Now you might say, what if I have a job that doesn’t whet my appetite constantly? Well, I think the best thing to do is to discover something about it that you really do enjoy. You might have to spend some time thinking about how to find that passion, but probably it can be found. No job is perfect—even my friend will admit as much about his manuscripts—but finding the passion in your work might mean finding passion in your life or your marriage or your family as whole. And that is a spiritual exercise as much as it is anything else.
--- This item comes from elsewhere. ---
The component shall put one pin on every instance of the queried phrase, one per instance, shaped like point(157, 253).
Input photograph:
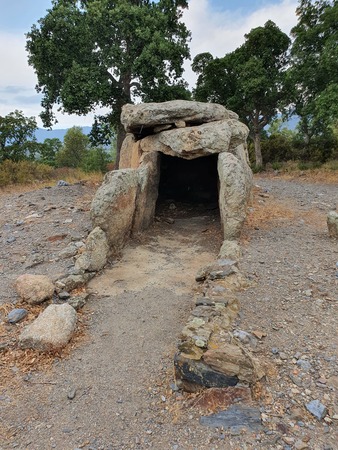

Well then, what about food? As I said, the food in Prague was quite nice. I had some tasty soup (kulajda) for lunch and a tastier dumpling dinner (houskový knedlík). All this talk of food is making me hungry now, so I shall sign off with a simple Chinese proverb that may remind us to seek contentment in even a less than passion-laden situation: “Coarse rice for food, water to drink, and the bended arm for a pillow: happiness may be enjoyed even in these.”
 Dictum of Confucius, as quoted in James F. Clarke, Ten Great Religions: An Essay in Comparative Theology (New York, 1888): 48.